- CD cover art of "THE IDOLM@STER LIVE THE@TER DREAMERS 01 Dreaming!" featuring idols from Million Live! from left to right: Shizuka, Mirai, and Tsubasa.

アイドルマスター ミリオンライブ！ (Aidorumasutā Mirion Raibu!)
- Genre: Idol
- Created by: Bandai Namco Entertainment
- Developer: Bandai Namco Studios
- Publisher: Bandai Namco Entertainment
- Genre: Simulation, Social network game
- Platform: GREE (iOS, Android, PC)
- Released: JP: February 27, 2013;

The Idolmaster Million Live! Theater Days
- Developer: Bandai Namco Studios
- Publisher: Bandai Namco Entertainment
- Genre: Simulation, Rhythm Game, Social network game
- Platform: iOS, Android
- Released: JP: June 29, 2017;
- Directed by: Shinya Watada
- Produced by: Koichiro Tomita; Yuka Takei;
- Written by: Yōichi Katō
- Music by: Torine
- Studio: Shirogumi
- Licensed by: Crunchyroll
- Original network: TV Tokyo
- Original run: October 8, 2023 – December 24, 2023
- Episodes: 12 + OVA

= The Idolmaster Million Live! =

Multimedia idol series by Bandai Namco

The Idolmaster Million Live (アイドルマスター ミリオンライブ！
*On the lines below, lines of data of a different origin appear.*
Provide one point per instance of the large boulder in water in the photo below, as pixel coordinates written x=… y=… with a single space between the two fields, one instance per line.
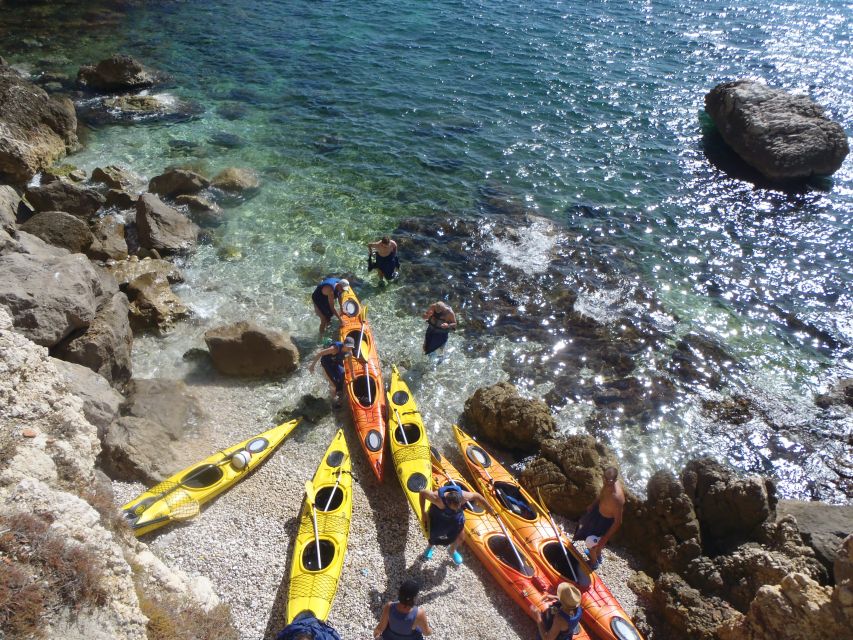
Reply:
x=118 y=73
x=37 y=129
x=782 y=135
x=502 y=416
x=245 y=349
x=730 y=509
x=163 y=228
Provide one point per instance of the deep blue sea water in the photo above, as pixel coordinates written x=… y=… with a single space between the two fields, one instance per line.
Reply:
x=358 y=115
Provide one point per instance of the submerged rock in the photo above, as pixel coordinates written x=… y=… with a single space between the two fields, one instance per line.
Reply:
x=118 y=72
x=502 y=416
x=784 y=136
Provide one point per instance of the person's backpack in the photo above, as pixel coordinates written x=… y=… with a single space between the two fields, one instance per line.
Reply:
x=309 y=623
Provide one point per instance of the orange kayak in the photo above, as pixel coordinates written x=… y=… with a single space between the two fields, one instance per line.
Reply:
x=524 y=582
x=602 y=613
x=363 y=381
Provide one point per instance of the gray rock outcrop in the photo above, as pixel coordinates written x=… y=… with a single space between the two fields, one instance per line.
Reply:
x=176 y=182
x=118 y=73
x=61 y=230
x=502 y=416
x=37 y=128
x=245 y=349
x=64 y=196
x=163 y=228
x=105 y=346
x=784 y=136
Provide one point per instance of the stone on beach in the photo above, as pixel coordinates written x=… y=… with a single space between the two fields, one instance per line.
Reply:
x=245 y=349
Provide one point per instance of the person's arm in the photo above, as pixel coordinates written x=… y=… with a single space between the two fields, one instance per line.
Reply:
x=383 y=621
x=320 y=354
x=421 y=622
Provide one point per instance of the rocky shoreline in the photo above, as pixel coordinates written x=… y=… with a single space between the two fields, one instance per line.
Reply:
x=82 y=268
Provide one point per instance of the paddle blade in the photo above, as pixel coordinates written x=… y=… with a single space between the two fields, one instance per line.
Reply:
x=182 y=506
x=310 y=494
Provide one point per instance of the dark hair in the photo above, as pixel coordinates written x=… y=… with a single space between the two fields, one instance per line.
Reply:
x=409 y=591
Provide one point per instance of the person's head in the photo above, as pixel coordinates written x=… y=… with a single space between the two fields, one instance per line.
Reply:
x=453 y=498
x=570 y=597
x=408 y=592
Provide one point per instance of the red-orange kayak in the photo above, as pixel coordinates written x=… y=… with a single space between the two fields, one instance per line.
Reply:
x=363 y=380
x=602 y=613
x=484 y=536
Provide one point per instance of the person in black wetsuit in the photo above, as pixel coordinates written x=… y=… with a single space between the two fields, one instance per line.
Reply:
x=562 y=620
x=324 y=297
x=332 y=359
x=440 y=321
x=383 y=256
x=446 y=518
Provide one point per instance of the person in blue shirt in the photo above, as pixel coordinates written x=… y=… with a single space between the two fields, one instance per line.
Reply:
x=563 y=617
x=324 y=297
x=332 y=360
x=383 y=256
x=401 y=619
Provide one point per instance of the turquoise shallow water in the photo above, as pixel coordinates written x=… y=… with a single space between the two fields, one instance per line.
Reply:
x=358 y=115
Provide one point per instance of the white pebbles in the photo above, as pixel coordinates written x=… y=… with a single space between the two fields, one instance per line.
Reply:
x=242 y=540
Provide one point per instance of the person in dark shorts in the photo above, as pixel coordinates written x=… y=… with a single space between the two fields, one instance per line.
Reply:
x=401 y=619
x=603 y=517
x=562 y=620
x=324 y=297
x=440 y=321
x=383 y=256
x=332 y=360
x=446 y=518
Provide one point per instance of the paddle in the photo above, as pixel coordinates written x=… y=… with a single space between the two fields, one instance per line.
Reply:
x=556 y=531
x=310 y=495
x=402 y=430
x=337 y=481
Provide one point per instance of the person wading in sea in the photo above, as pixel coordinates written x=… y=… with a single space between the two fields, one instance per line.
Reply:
x=440 y=321
x=603 y=517
x=383 y=256
x=324 y=297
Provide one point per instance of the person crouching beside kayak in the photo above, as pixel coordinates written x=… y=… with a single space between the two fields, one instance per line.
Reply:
x=562 y=619
x=324 y=297
x=383 y=256
x=402 y=620
x=446 y=518
x=332 y=360
x=440 y=321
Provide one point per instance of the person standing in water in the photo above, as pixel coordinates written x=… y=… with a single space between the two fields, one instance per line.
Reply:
x=324 y=297
x=440 y=321
x=402 y=620
x=332 y=360
x=383 y=256
x=603 y=517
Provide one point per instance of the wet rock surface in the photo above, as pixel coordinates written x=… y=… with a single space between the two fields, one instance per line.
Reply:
x=502 y=416
x=245 y=349
x=784 y=136
x=37 y=128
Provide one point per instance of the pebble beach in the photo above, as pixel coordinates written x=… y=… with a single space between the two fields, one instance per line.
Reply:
x=242 y=540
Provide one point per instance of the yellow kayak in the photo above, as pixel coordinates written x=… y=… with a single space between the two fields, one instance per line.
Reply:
x=409 y=444
x=313 y=579
x=180 y=496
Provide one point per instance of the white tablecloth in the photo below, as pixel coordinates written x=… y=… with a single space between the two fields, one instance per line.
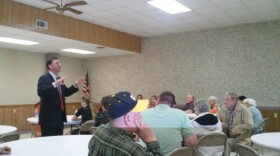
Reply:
x=4 y=129
x=34 y=120
x=267 y=140
x=66 y=145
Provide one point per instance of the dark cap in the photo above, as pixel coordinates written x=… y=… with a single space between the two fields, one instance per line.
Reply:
x=120 y=104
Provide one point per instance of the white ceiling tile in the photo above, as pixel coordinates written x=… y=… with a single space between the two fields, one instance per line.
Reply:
x=141 y=19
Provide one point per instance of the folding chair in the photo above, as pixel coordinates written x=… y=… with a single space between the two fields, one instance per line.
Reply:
x=183 y=151
x=9 y=137
x=85 y=128
x=217 y=142
x=244 y=150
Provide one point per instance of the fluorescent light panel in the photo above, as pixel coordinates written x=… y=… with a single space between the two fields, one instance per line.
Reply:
x=78 y=51
x=169 y=6
x=17 y=41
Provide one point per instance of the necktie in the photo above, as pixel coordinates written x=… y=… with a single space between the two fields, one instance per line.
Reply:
x=60 y=96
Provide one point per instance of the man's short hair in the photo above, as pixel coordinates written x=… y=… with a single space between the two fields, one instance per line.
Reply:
x=49 y=61
x=232 y=95
x=167 y=97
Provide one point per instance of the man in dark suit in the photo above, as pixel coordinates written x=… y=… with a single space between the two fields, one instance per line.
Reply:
x=52 y=92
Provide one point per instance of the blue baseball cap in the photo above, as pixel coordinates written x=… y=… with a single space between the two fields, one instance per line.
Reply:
x=120 y=104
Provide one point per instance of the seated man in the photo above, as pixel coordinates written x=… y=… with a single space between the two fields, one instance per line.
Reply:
x=117 y=137
x=235 y=118
x=189 y=104
x=102 y=117
x=214 y=107
x=206 y=123
x=257 y=115
x=172 y=127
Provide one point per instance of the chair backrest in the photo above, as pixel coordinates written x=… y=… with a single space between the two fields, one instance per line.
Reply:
x=244 y=135
x=92 y=130
x=261 y=125
x=86 y=126
x=211 y=140
x=244 y=150
x=183 y=151
x=36 y=130
x=9 y=137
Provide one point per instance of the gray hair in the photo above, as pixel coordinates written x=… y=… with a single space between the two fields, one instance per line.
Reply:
x=202 y=106
x=212 y=98
x=232 y=95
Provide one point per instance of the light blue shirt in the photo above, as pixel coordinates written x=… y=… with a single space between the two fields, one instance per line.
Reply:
x=257 y=117
x=170 y=126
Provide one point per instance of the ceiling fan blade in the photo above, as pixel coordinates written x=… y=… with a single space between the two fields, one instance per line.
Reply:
x=50 y=2
x=74 y=11
x=76 y=3
x=50 y=8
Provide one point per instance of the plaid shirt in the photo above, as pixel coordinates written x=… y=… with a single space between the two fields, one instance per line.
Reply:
x=112 y=141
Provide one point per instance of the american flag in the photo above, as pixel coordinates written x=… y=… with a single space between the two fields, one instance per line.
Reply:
x=86 y=86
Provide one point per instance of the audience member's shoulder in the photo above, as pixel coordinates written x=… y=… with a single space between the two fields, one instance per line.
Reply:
x=178 y=110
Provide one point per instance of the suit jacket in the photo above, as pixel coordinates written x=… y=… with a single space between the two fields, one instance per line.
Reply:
x=50 y=110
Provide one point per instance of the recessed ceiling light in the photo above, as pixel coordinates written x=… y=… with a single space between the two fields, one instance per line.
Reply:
x=72 y=50
x=17 y=41
x=169 y=6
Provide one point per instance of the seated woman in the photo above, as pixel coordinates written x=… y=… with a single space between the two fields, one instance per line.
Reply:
x=214 y=107
x=102 y=116
x=84 y=111
x=153 y=101
x=257 y=116
x=206 y=123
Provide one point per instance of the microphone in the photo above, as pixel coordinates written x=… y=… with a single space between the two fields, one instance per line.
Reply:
x=58 y=77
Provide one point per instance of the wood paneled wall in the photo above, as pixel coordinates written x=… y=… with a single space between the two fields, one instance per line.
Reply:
x=24 y=17
x=274 y=121
x=16 y=115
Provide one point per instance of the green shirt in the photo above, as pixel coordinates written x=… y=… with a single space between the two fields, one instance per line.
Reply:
x=112 y=141
x=170 y=126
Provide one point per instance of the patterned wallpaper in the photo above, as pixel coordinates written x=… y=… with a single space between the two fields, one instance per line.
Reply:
x=243 y=59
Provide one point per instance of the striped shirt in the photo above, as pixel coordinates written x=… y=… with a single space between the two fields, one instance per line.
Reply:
x=111 y=141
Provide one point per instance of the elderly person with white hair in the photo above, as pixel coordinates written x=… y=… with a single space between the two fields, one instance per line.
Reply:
x=214 y=107
x=257 y=116
x=206 y=123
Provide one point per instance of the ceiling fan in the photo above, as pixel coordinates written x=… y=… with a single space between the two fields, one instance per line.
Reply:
x=67 y=6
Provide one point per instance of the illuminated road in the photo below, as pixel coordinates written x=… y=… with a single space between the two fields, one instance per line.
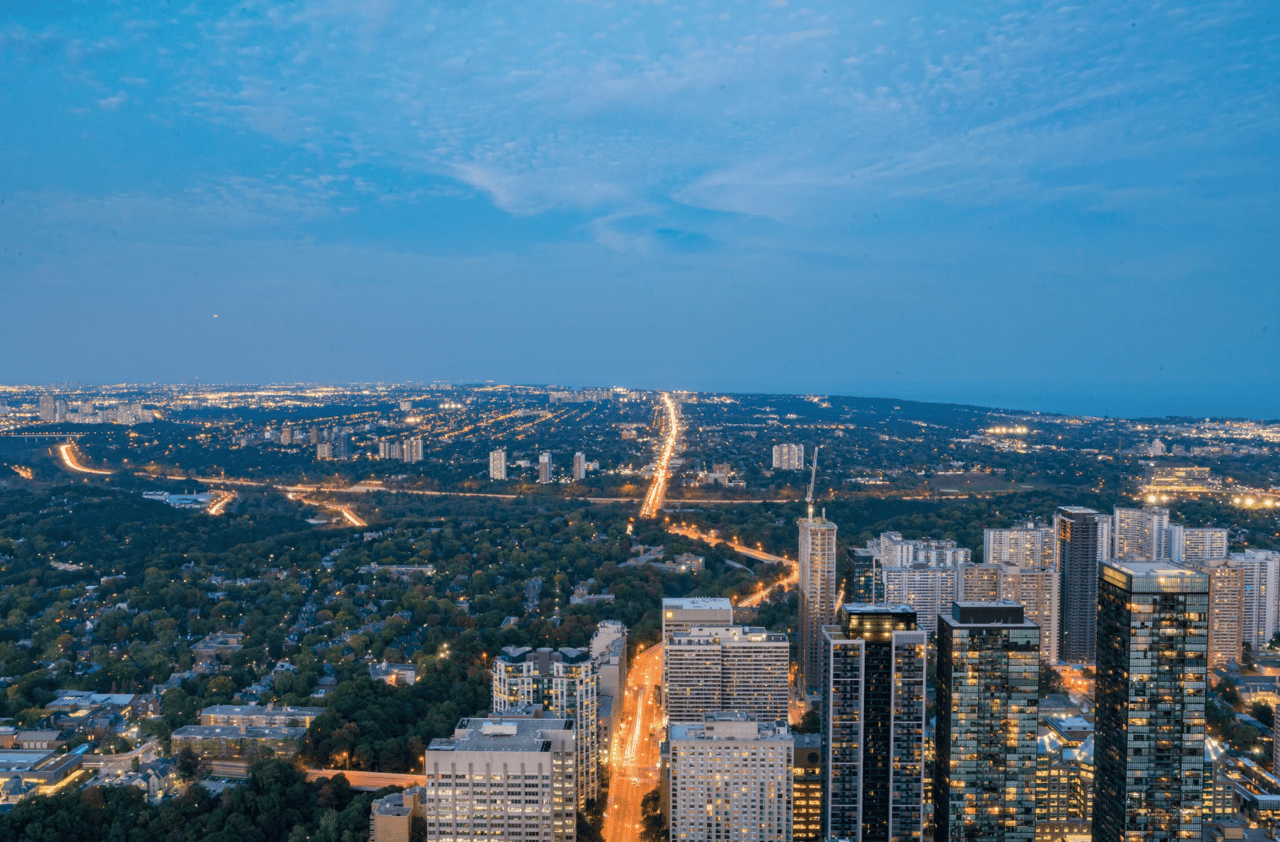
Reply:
x=634 y=755
x=658 y=490
x=68 y=453
x=791 y=579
, Aidorumasutā Mirion Raibu!) is a Japanese multimedia spin-off series of The Idolmaster, starting with the game of the same name. The series follows a new group of idols working alongside the idols of 765 Production with a producer at the 765 Live Theater.

The original game is a Japanese idol raising simulation video game developed and managed by Bandai Namco Entertainment released on the GREE social network platform February 27, 2013, for Android and iOS platforms and for feature phones. A rhythm game titled Idolmaster Million Live! Theater Days was released on June 29, 2017. The original game ended service on March 18, 2018, leaving Theater Days as the main game centered on Million Live. An anime television series adaptation by Shirogumi aired in October 2023.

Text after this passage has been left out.